The oil companies are rolling in it. According to the Pembina Institute their free cash flow will add up to $153-billion this year, the highest level of profits they have ever seen.
And what are they doing with all this ready cash? Well, they aren’t investing it in new tar sands projects. They have been focusing instead on paying down debt, buying back shares and paying dividends. According to the Bank of Canada, capital expenditures as a percentage of cashflow in the oil and gas industry is at a record low.
And that’s good. But they aren’t investing it in decarbonization efforts either. And that’s not good.

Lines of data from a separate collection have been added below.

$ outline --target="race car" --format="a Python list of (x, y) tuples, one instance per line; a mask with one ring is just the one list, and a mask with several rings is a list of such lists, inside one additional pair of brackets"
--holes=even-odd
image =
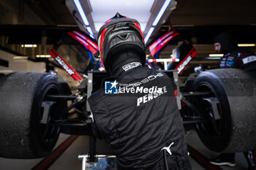
[[(172, 39), (169, 36), (177, 36), (173, 34), (165, 34), (162, 41), (167, 44)], [(162, 44), (152, 45), (154, 56)], [(162, 72), (177, 86), (177, 104), (185, 128), (193, 125), (203, 143), (213, 151), (256, 149), (256, 78), (240, 69), (213, 69), (192, 74), (181, 86), (178, 74), (196, 50), (186, 42), (179, 50), (179, 62)], [(16, 72), (0, 78), (1, 157), (45, 157), (60, 133), (94, 138), (87, 99), (108, 77), (99, 71), (102, 67), (94, 55), (97, 50), (94, 39), (76, 31), (69, 32), (51, 49), (51, 56), (78, 82), (75, 87), (49, 73)], [(94, 142), (90, 144), (93, 161), (95, 146)]]

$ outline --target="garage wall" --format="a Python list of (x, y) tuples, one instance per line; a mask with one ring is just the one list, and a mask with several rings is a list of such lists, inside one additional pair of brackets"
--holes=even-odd
[(44, 72), (45, 71), (45, 63), (36, 63), (27, 59), (14, 59), (15, 56), (16, 55), (0, 50), (0, 73), (8, 74), (15, 72)]

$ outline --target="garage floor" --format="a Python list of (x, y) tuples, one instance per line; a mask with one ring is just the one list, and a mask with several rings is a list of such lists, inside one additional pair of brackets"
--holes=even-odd
[[(85, 136), (69, 136), (61, 134), (53, 154), (46, 158), (33, 160), (6, 159), (0, 158), (0, 170), (79, 170), (82, 169), (82, 160), (79, 155), (86, 154), (89, 150), (89, 137)], [(208, 159), (218, 155), (206, 148), (199, 140), (194, 131), (187, 133), (188, 150), (190, 153), (190, 163), (195, 170), (245, 170), (246, 161), (241, 152), (236, 153), (235, 167), (217, 166), (208, 163)], [(99, 154), (104, 151), (110, 152), (103, 141), (97, 141), (97, 148)]]

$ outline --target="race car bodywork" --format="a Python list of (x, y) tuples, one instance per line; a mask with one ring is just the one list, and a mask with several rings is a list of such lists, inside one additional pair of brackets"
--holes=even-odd
[[(0, 156), (45, 157), (52, 151), (59, 133), (94, 139), (87, 98), (108, 75), (96, 71), (101, 66), (93, 55), (97, 50), (93, 40), (78, 31), (68, 33), (67, 37), (68, 41), (60, 41), (50, 53), (79, 82), (78, 86), (71, 88), (61, 78), (47, 73), (18, 72), (1, 77)], [(75, 52), (71, 53), (74, 55), (71, 59), (67, 57), (67, 46), (61, 47), (61, 43), (67, 42), (72, 47), (69, 53)], [(180, 87), (178, 73), (189, 63), (188, 57), (192, 58), (196, 54), (192, 45), (185, 43), (184, 46), (187, 50), (180, 53), (179, 63), (170, 64), (172, 69), (162, 72), (176, 84), (177, 104), (185, 128), (193, 125), (203, 143), (213, 151), (255, 149), (256, 136), (252, 135), (256, 130), (255, 77), (239, 69), (214, 69), (197, 74), (187, 81), (189, 83)], [(76, 66), (74, 58), (83, 66), (76, 66), (80, 72), (72, 67)], [(91, 141), (90, 161), (93, 161), (95, 141)]]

They promised to. Last year the industry group Pathways Alliance, which produces 95 percent of tar sands production, announced a plan to reduce their operations to net-zero greenhouse gas emissions by 2050. Since then, despite receiving a 50-per-cent investment tax credit from Ottawa for carbon capture, the plans to achieve their reductions remain vague and no significant investment decisions have been made by any of its members.

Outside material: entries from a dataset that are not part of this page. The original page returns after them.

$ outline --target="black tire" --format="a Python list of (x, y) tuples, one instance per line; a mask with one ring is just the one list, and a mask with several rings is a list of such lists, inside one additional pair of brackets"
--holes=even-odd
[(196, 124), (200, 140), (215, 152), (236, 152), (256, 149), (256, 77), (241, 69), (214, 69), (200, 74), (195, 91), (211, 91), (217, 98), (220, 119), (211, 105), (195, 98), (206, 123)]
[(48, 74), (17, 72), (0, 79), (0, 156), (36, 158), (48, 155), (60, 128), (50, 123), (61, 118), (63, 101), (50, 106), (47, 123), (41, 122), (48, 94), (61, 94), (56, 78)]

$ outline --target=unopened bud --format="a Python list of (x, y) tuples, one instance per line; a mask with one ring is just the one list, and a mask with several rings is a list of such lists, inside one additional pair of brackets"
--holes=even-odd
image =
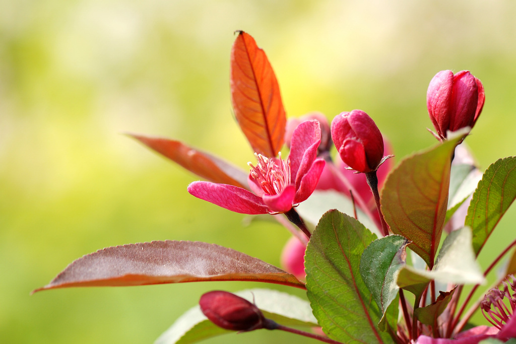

And hovering in the background is the small matter of cleaning up the mess they have already made. Consider the conventional oil industry. Thousands of “orphan” wells—abandoned wells that no longer have a financially viable owner—await reclamation. An orphan well fund, financed by the industry, is proving inadequate. In 2020 the federal government provided $1.7-billion to clean up orphan wells in B.C., Alberta and Saskatchewan while Alberta has announced loans to the Orphan Well Association of $335-million. Taxpayers are paying for the oil companies’ mess.
The tar sands mess will be a lot more expensive. With much about how the tar sands will be reclaimed is unknown, estimates for reclamation range from $31-billion to $260-billion if everything, including pipelines, is added to the equation. To date, the Alberta government has collected the magnificent sum of $1.6 billion in liability security. Some experts have suggested that the situation is an economic and environmental crisis that raises questions about the financial health of the province. Alberta had better not separate because it may take all Canadian taxpayers to pay the bill.

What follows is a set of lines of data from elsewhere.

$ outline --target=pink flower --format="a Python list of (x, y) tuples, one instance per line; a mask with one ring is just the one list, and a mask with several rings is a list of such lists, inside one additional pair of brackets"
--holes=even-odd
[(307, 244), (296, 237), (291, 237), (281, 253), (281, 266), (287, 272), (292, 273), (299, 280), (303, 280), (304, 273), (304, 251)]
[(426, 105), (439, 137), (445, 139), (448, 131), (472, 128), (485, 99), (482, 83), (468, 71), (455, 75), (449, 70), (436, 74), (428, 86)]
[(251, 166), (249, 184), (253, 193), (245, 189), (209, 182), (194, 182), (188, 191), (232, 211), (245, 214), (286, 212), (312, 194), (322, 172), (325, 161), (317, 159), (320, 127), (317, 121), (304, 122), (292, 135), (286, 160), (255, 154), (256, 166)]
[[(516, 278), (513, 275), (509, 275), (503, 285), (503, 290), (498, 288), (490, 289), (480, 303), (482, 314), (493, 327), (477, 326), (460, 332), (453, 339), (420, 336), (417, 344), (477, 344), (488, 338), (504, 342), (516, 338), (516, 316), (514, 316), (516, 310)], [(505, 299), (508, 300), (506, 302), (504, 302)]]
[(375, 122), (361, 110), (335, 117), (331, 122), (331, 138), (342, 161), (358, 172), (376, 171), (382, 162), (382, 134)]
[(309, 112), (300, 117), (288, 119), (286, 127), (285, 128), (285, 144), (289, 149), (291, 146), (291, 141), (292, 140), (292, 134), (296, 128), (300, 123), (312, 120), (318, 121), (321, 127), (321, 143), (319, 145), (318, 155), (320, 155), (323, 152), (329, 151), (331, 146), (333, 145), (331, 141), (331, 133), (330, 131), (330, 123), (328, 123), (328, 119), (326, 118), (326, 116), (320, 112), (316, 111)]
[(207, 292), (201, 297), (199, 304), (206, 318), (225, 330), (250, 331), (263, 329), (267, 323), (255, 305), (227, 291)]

So would it not be appropriate and timely to apply a portion of the windfall profits the industry is enjoying to clean up after themselves? They are using part to pay down their financial debts; they could be using part to pay down their huge and growing environmental debts as well. Better them than us.
Wow! Thanks for the education Bill. You’ve put all the bits and pieces we had into a composite whole. Appreciate that.